Here’s some hot news: As you may have already absorbed, the new Indígena by Owamni space inside the Guthrie is massively bigger than the old space, with 200 seats inside, 100 patio seats outside. The Guthrie space also has a lot of cooking capacities and bells and whistles that never fit inside the original Owamni kitchen.
This size will allow Indígena by Owamni to serve a lot of big, big pieces of meat—think elk, venison, bison, and other traditional game meats ranched or farmed by Indigenous producers around Canada, the United States, and Mexico. (Of course, you can only serve farmed and ranched meats in restaurants; meat from hunting is a whole different story, and it’s not a restaurant story.)

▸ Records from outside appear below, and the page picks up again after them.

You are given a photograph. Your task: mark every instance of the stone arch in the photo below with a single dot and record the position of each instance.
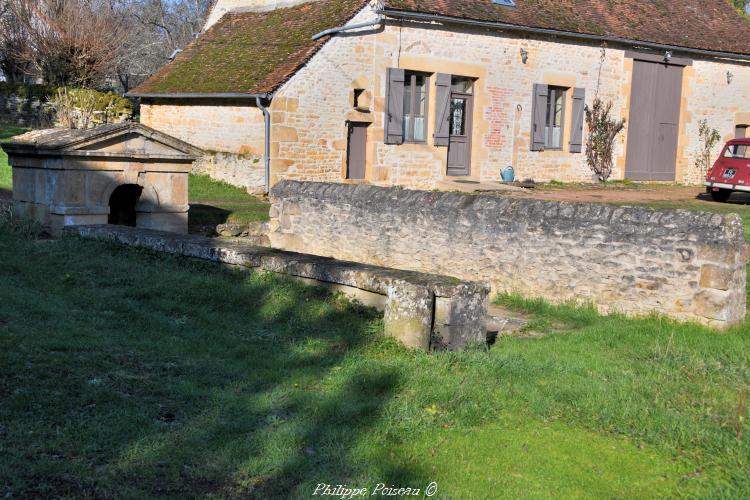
(122, 203)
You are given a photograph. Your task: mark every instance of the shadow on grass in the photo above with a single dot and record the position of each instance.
(126, 373)
(203, 219)
(737, 198)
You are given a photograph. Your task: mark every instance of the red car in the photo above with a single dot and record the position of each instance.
(731, 172)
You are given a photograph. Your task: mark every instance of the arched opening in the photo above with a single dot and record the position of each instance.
(122, 204)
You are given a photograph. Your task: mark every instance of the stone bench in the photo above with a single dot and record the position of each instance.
(421, 310)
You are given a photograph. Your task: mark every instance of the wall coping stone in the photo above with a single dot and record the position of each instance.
(410, 312)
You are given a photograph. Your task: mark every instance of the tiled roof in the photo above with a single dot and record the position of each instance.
(701, 24)
(256, 52)
(251, 52)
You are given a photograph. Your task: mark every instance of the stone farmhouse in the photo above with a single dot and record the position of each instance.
(420, 94)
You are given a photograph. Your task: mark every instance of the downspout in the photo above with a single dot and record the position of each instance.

Ask yourself: Do you love going out with the fellas to Manny’s for a big, big steak to share? There may be a very interesting new destination in your future. Sherman tells me he’s going to pull in a huge table for private events, if you want a full Flintstones bison rib roast crown roast for your holiday feast this year, it may be possible. Me, I put in a request for pheasant and grouse on the menu. I would love to be able to show off Minnesota pheasant more reliably; I’ve always said it’s one of the world’s greatest treats.
But those are not the only treats on our near horizon. The Guthrie’s first restaurant in that space, Cue, was built with a huge custom oyster bar as a centerpiece. Indígena by Owamni will be using that setup, but filling it with different shellfish and fish raised by Indigenous producers from all over North America. Think oysters from three coasts, crab, whelks, periwinkles—wherever Native folk are raising or fishing seafood, you will find those at Indígena by Owamni.
More news: Indígena by Owamni is going to open with a series of chefs de cuisine running the spot, so Sherman can continue to juggle what he juggles. The first will be Joseph Shawana, who has been working with Owamni and Sherman for a while. Having a CDC is standard restaurant industry practice, but it’s also a bid for growth, Sherman told me. Ideally the large staff and unique culinary training at Indígena by Owamni will raise a new generation of chefs ready to run their own Indígenas elsewhere—could there be an Indígena in Bozeman, or at a tribal casino, or in Mexico City, with chefs who came up through Indígena by Owamni at the Guthrie? Could be!
At which point we put a big Book III and go on into our glorious future.
I know you’re asking: When? Early May, if we’re lucky, but you know what restaurant construction is.
When I walked through I saw cement floors ready for a laminate to go over the top, and staff tasting Indigenous and BIPOC wines. I saw a rendering of paint colors, replacing those under-the-sea colors that have been there most recently with darker reds, browns, and golden corn shades. I saw a rendering transforming the grid over the current bar into something that looks like Indigenous beadwork. I heard plans for a special menu targeted at Guthrie theater-goers of foods that are quick to serve when you’re rushing to hit curtain time. I met the bartender who was developing the bar program, with no citrus and no cane sugar.
Are you ready for some agave spirit drinks made with a sour element that comes from sumac? They’re coming to this big new bid for international leadership in Indigenous foods on the Mississippi riverfront, very soon.
Exciting times, Minnesota! Indígena by Owamni. Practice saying it a few times in your head, because if the past is any indication of the future, you’re going to bring every out-of-towner you know there every three months for the rest of the year, and into our glorious future.